We have a prime $p$ and an integer $k > 0$. When does the following equation stand?
$(p-1)! + 1 = p^k $
I have obviously tried for some little numbers, and in some cases, it stands:
For $ p=2$ and $k=1, 1 + 1 = 2$.
For $ p=3$ and $k=1, 2 +1 = 3.$
For $ p=5$ and $k=2, 24 + 1 = 25.$
Any ideas, how to prove, if there are more, and if yes, what are the solutions?
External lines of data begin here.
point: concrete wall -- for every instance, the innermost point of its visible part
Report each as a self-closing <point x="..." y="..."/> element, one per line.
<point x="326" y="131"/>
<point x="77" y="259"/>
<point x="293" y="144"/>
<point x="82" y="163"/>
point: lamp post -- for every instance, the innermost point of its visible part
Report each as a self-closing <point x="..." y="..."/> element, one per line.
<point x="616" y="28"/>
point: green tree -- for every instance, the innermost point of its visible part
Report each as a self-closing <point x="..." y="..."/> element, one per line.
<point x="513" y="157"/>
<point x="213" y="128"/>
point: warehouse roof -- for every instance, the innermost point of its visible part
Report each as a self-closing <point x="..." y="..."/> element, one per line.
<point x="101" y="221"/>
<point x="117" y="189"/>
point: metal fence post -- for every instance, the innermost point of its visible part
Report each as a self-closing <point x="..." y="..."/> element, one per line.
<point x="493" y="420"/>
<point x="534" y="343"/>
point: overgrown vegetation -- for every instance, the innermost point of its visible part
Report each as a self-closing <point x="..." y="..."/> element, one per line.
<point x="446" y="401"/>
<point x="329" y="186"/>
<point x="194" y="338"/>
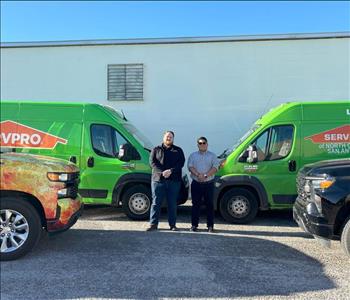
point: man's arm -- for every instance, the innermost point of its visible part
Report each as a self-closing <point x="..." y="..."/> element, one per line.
<point x="215" y="166"/>
<point x="154" y="162"/>
<point x="180" y="162"/>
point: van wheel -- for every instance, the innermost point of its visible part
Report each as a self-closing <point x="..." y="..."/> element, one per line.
<point x="238" y="205"/>
<point x="137" y="202"/>
<point x="20" y="228"/>
<point x="345" y="238"/>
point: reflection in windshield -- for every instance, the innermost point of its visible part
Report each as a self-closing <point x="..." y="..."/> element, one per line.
<point x="138" y="135"/>
<point x="228" y="151"/>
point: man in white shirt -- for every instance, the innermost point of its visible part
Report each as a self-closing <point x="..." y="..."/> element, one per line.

We show there cannot be any solutions for $p\gt 5$ $$(p-1)!+1 = p^k \implies (p-1)! = p^k-1 = (p-1)\sum\limits_{i=0}^{k-1}p^i$$
Cancel $p-1$ both sides and get $$(p-2)! = \sum\limits_{i=0}^{k-1}p^i$$
Notice that left hand side is divisible by $p-1$ for $p\gt 5$ $$\begin{align}0&\equiv \sum\limits_{i=0}^{k-1}p^i \pmod{p-1}\\0&\equiv \sum\limits_{i=0}^{k-1}1 \pmod{p-1}\\0&\equiv k \pmod{p-1}\\k&=t(p-1)\end{align}$$
So we need $k$ to be of form $t(p-1)$
$$(p-1)! + 1 = p^{t(p-1)}$$
Clearly this is impossible because $(p-1)! + 1 \lt p\cdot p\cdots (\text{p-1 times}) = p^{p-1}$
That proves there are no solutions for $p\gt 5$.